Deuses, Criaturas e Solidão






Deus e criação são o leitmotiv do romance Frankenstein. Desde a sua publicação discute-se quão perigoso pode ser o homem imitar Deus e manipular a vida e a morte por si próprio.


Em "O Mal Estar na Civilização", Freud comentou o fato de o homem ter se tornado um deus por meios de membros artificiais e acessórios magníficos auxiliares da vida; mas ainda ser incapaz de fazer os órgãos originais crescerem novamente; e que tais tentativas não raro o puseram em más situações. No romance de Mary Shelley, Dr. Frankenstein consegue burlar essa limitação ao criar e reviver não apenas um membro, mas todo um novo corpo inteligente. A consequência, apesar de funcional, tem aparência monstruosa e não leva muito tempo até tornar-se a nêmesis do seu criador.


Além da conexão criador-criatura e do ódio derivado pela tal,  Dr. Frankenstein e a criatura dividem um forte sentimento: a solidão. Ela é a causa de todas as ações terríveis e vingativas do monstro e é como ele inflige ao seu criador a maior punição possível: o desespero de ser sozinho, o único de uma espécie.
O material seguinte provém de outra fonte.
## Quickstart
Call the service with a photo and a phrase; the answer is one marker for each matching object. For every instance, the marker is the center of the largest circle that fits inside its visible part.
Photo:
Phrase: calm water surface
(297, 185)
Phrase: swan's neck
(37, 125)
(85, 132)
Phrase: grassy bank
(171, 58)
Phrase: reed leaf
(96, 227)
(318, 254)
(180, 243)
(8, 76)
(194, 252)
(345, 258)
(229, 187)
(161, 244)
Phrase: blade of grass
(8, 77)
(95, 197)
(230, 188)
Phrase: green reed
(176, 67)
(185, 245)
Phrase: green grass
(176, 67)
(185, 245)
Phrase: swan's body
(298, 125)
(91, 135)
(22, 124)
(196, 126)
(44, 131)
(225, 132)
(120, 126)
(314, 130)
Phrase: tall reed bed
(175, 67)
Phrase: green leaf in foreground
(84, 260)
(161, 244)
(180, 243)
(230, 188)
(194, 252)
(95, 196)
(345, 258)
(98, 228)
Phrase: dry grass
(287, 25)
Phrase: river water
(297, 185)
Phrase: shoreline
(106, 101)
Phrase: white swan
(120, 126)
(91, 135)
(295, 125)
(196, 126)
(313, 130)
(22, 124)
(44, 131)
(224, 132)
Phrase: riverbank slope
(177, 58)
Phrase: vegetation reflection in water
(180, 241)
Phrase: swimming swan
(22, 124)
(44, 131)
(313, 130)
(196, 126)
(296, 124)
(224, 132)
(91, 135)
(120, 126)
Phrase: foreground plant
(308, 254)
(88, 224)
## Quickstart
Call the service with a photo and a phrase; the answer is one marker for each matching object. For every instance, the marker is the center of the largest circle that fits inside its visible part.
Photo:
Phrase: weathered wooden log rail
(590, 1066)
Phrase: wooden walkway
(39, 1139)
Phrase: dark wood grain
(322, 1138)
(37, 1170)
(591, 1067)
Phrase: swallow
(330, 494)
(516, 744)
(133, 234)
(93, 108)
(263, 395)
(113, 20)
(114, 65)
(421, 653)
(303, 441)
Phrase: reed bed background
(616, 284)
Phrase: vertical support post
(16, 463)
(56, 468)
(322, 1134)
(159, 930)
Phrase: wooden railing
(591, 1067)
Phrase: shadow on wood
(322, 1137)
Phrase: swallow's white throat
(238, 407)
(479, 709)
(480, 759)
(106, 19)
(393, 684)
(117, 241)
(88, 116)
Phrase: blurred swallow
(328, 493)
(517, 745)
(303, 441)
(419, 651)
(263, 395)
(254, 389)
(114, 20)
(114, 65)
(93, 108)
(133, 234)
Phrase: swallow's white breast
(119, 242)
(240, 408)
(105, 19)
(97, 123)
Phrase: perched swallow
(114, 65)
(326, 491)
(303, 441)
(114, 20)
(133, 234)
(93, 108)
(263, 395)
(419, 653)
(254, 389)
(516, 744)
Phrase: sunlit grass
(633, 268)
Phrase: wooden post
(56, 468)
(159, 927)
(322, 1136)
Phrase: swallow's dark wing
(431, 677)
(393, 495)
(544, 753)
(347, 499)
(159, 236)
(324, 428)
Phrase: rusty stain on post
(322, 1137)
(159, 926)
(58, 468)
A criatura solitária faz o seu criador se transformar em um deus solitário.


É interessante como a ideia da solidão dos deuses conecta tanto textos ateus quanto textos religiosos. Ao fazer uma breve busca sobre o tema, encontrei um ensaio escrito por um reverendo chamado Noel E. Bordador. Em seu ensaio, ele diz: "Deus, porém, não é o único que é sozinho. Nós também somos criaturas solitárias. No cerne de nossa humanidade está a necessidade de amar apaixonadamente, e a nossa necessidade de ser amado incondicionalmente.".


Nós não somos diferentes dos personagens de Mary Shelley. Nós precisamos ser amados e o nosso Criador também clama por ser amado incondicionalmente. Nós somos versões elegantes e civilizadas do monstro: somos compostos por partes dos nossos antecedentes, partes essas organizadas geneticamente de uma forma tão complexa a ponto de não sabermos qual parte veio de qual morto. Nós precisamos encontrar uma versão de nós mesmos para a vida não se tornar tão intolerável. Nós tentamos desesperadamente encontrar o nosso Criador e obter respostas às perguntas que nos fazemos durante toda a vida. A solidão, porém, isola ambos, Criador e criatura, e o romance nunca tem fim.